Slashdot Mirror

← Back to Stories (view on slashdot.org)

Python is a Hit With Hackers, Report Finds (zdnet.com)

Posted by msmash on from the closer-look dept.

After breaking into the top three most popular programming languages for the first time this month, behind C and Java, Python has also won the hearts of hackers and web nasties, according to attack statistics published this week by web security biz Imperva. From a report: The company says more than a third of daily attacks against sites the company protects come from a malicious or legitimate tool coded in Python. Imperva says that around 77 percent of all the sites the company protects, have been attacked by at least one Python-based tool. Furthermore, when the company looked at the list of tools that hackers used for their attacks, more than a quarter were coded in Python, by far the attackers' favorite tool. "Hackers, like developers, enjoy Python's advantages which makes it a popular hacking tool," the Imperva team says.

31 of 72 comments (clear)

  1. update their CoC by Anonymous Coward · · Score: 1

    Obviously, Python needs to update their Code of Conduct to exclude the web nasties from using the language to create tools to attack systems.

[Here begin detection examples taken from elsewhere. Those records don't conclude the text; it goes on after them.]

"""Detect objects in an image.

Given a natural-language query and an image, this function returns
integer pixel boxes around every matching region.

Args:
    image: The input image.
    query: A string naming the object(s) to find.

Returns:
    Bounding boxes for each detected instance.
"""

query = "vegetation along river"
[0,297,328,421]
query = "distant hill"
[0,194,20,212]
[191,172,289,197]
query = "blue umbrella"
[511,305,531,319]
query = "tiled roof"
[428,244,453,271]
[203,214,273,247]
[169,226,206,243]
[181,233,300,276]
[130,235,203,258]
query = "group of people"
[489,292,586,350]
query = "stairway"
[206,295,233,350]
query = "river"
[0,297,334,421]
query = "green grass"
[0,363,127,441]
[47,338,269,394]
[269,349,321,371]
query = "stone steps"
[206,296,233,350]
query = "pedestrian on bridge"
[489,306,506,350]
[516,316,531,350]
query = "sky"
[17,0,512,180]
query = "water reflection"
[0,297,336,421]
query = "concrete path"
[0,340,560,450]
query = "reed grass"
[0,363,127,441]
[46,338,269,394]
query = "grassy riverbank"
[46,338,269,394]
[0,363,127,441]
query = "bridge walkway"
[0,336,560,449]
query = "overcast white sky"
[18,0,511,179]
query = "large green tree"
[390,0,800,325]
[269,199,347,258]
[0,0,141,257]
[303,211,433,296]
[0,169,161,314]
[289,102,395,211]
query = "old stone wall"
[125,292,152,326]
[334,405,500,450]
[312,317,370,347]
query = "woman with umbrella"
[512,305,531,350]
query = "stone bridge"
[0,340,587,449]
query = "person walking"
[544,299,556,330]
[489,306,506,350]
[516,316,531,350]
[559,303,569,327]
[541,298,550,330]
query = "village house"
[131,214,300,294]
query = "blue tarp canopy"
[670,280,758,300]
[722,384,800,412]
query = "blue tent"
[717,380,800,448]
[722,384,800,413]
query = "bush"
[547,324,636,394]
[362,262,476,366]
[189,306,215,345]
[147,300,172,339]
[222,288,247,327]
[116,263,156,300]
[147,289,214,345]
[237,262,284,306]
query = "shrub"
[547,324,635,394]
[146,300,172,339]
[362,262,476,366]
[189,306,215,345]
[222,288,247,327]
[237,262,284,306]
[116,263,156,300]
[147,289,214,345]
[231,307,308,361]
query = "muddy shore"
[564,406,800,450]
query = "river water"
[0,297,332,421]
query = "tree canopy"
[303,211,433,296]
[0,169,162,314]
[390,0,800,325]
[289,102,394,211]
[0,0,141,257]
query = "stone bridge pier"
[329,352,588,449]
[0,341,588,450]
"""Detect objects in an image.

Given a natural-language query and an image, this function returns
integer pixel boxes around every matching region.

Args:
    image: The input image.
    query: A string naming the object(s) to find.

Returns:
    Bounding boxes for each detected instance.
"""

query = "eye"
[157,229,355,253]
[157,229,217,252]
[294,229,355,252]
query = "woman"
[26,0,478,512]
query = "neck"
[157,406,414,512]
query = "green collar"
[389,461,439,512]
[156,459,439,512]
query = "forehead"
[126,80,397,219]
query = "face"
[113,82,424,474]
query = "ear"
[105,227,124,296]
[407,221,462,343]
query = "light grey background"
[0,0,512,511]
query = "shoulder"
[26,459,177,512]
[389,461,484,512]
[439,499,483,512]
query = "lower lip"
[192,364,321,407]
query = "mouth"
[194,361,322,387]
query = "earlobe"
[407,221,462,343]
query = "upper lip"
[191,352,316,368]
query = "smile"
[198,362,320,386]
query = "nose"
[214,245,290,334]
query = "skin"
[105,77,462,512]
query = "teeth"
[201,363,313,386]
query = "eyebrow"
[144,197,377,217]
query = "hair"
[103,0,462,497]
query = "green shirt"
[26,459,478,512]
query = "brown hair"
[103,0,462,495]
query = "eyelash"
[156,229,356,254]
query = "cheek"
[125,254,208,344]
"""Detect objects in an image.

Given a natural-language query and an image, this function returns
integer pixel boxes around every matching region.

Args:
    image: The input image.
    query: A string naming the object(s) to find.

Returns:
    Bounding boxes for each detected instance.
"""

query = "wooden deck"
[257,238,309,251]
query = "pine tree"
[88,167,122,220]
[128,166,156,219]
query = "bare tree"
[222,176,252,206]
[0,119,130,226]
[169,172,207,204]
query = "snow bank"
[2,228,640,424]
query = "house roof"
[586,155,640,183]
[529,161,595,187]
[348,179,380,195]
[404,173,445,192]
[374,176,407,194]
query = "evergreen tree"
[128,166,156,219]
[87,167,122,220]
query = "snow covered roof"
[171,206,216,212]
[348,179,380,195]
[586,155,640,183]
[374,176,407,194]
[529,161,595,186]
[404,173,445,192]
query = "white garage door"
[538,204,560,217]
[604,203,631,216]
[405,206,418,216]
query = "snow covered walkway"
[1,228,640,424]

  2. Python advantages? by 4wdloop · · Score: 1

    or simply popularity?

    --
    4wdloop
    1. Re:Python advantages? by Narcocide · · Score: 3, Insightful

      Yea that's sortof my take on this, too. It's got a lot less to do with Python's practical usefulness and a lot more to do with how trends get set in script kiddie communities.

    2. Re:Python advantages? by 0100010001010011 · · Score: 1

      Ecosystem.

    3. Re:Python advantages? by h33t+l4x0r · · Score: 2

      He's talking about scraping apparently. These aren't real attacks IMHO. If someone is after my data I would actually prefer that they use Python because at least it will take a while.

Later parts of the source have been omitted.